If you are teaching a young person how to find notes in tetrachord formation it is important to show each and every note of the 8 note tetrachord pattern.

The key note must be included as the starting place.

In key of C, the C is the first and last note to play.

Learning tetrachords is about which note to play - which note sounds - it is not about the distance of the interval between except to help us find the note to play. The notes that gets placed on the music staff in major scale order.

8 is the accountability note.

In teaching someone else, it needs to be explained as I am doing. If you have never taught someone sitting next to you to do tetrachords (and lets ask that you have also taught all 12 degrees as the starting point of the tetrachords, and then written them on the music, or had access to show the written music as the outcome of your work in finding the 8 notes of the tetrachord.

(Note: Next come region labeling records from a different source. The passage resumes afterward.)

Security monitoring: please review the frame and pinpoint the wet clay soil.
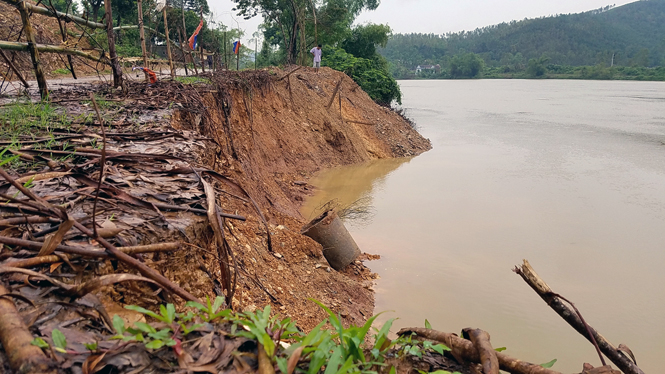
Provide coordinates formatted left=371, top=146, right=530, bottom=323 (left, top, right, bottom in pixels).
left=3, top=68, right=430, bottom=334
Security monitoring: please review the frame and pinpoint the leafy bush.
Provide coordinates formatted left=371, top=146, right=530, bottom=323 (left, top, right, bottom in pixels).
left=323, top=48, right=402, bottom=106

I am asking for accurate work and accurate explanation.

You are leaving out some things if you do not provide what I think is the most important note of the sequence - the keynote.

* W W H is this not a tetrachord?
* W W H is the second tetrachord, yes?
Both are joined together by a whole step.
Joined by a whole step to another tetrachord?

Therefore the formula is:

* W W H *W W W H
1 2 3 4 5 6 7 8

Do you use fingers LH 5 4 3 2 and 5H 2 3 4 5 in teaching the tetrachord from keynote to keynote, or do you count the intervals between with your pointer or your eyes?

Using the fingering for a tetrachord position may enlighten why this is necessary to be explained this way in teaching others to play tetrachords to form the major scales.

C D E F G A B C
5 4 3 2 2 3 4 5 (Fingering Left to Right)

Explore this with the other notes on which a scale could start, and you have achieved what I am saying.

When you take a short cut you do not get all of the instruction or the understanding at one time.

Finding the distances between notes says little (minimum) about how and why one would use my approach.

To teach comprehension, my job is to identify all 8 notes of the major scale using tetrachords, being able to finger them consistently, being able to identify them my name, knowing how to write them on the music, and understanding key signatures and sightreading scales accurately because they have been learned in every potential domain of teaching. (Visual, tactile, Aural.)

I am teaching major scale degrees when I teach tetrachords and I expect the information to last a life time if done properly with a focused student.

So, those who are not in agreement with me, or haven't read my posts about tetrachords, believe me, I am not off in what I am preaching here.

If you would follow through what I am saying, just maybe you would see the difference.

A teacher not knowing or using tetrachords to teach with is really doing injustice to the learning of major scales, and all other scales.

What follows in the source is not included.